The greater the ambition the greater the organizational changes required to shift to new operating models
Again, looking to the survey data, the top challenges are less about the technology and more about the organization and culture. When asked about the challenges impeding progress on cloud journeys, the top three identified were: network and IT coordination cooperation, Organizational structure, and culture.
Figure 2: More than half the respondents cite Network and IT coordination and cooperation as the most challenging area (source: Futurum Research)
The biggest challenge is coordination and cooperation between network and IT. This alone has a bit of everything, including technology, culture, organizational structure. After walking with our customers through these challenges as the network becomes more virtualized and services become more dynamic, it’s clear that the network and IT need to be closer than ever. “Two sides of the house”, which were traditionally separate silos, are now coming closer together in every way, meaning network and IT need to be in constant communication with automated flows of data. Standardization and openness, such as TMF’s Open APIs, help enormously here.

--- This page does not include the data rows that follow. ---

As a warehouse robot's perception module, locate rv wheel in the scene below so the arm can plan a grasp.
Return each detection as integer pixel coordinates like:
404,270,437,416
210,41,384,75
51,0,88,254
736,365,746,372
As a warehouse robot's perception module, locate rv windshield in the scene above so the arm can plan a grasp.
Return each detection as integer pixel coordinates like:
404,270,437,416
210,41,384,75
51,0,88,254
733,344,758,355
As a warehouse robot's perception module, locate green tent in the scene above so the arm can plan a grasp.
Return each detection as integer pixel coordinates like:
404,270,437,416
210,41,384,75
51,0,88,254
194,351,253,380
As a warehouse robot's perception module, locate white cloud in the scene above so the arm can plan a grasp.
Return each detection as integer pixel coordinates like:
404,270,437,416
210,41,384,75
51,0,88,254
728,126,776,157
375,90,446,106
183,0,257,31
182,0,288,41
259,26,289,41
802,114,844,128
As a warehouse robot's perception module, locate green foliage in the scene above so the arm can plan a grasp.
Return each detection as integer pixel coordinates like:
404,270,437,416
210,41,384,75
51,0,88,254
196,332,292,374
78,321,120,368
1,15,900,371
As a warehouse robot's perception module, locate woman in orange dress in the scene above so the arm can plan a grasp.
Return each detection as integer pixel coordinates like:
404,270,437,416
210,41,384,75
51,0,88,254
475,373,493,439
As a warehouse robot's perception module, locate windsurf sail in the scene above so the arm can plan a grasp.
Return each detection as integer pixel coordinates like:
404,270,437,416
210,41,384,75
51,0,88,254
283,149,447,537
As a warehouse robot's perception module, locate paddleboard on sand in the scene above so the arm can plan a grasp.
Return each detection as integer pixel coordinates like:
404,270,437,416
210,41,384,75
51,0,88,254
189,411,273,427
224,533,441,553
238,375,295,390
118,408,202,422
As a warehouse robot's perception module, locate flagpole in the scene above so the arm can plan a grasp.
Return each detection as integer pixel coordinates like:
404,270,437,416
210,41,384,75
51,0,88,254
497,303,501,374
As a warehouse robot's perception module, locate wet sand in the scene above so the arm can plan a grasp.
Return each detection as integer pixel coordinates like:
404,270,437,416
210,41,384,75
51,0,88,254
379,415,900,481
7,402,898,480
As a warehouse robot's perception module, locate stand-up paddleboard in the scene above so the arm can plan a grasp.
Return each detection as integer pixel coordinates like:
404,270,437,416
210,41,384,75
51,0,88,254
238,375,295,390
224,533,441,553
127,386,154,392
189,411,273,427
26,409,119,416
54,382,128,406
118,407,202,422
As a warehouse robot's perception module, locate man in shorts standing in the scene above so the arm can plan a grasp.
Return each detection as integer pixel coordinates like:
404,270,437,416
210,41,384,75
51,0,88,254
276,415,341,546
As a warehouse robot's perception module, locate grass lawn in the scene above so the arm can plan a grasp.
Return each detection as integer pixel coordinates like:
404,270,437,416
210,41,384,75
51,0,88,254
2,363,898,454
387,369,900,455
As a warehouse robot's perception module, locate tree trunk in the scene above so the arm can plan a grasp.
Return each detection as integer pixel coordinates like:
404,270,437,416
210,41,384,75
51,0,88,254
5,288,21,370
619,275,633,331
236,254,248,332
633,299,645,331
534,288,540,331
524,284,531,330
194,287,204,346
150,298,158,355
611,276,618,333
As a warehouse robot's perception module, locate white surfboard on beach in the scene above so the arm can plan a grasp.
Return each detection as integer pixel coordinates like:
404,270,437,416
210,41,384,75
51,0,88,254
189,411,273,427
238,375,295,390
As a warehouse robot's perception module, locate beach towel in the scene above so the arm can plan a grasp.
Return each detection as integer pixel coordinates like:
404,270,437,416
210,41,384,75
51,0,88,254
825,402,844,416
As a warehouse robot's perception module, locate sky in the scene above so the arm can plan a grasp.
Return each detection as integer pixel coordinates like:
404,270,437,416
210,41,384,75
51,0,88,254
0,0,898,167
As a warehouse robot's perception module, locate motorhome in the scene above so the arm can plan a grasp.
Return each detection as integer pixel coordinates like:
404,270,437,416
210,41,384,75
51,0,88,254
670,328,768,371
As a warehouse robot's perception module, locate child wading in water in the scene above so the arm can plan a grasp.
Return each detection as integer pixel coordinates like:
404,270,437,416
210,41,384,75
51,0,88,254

Increase the likelihood of successful outcomes with a stepwise approach
From Ericsson’s perspective, we see far reaching results where a stepwise approach to transformation is taken, coupled with resilience and perseverance. When cloud transformations are part of larger digital transformation initiatives, this is evidenced in real and tangible ways in the day-to-day experiences of people engaging with and managing business support systems. In the past, the telecoms industry has had a tendency to think that greenfield implementation is the only answer, but in reality, most service providers face a complex and diverse landscape. Driving return on investment and evolving at the risk levels that are comfortable and manageable is the challenge at hand. Finding the right balance is key – not trying to keep too much the same and not trying to change too much at once, and breaking it down into a series of stepwise changes, or manageable bitesize chunks. And, to borrow from one of our customer’s descriptions of successful cloud transformation, it can be used as an opportunity to clean up some of the sins of the past. If we must anticipate more and faster change in the future, service providers not only need support for the cloud choices of today, they need flexibility to make changes in the future in response to business and market environments.
We are sharing the results of this comprehensive survey of 324 telecom executives and technology professionals, 65 percent of whom are primary decision makers, with analysis by Ron Westfall, Research Director and Senior Analyst with Futurum Research, in a report entitled The BSS-to-Cloud Journey: Powering Innovation Across the Digital Value Chain.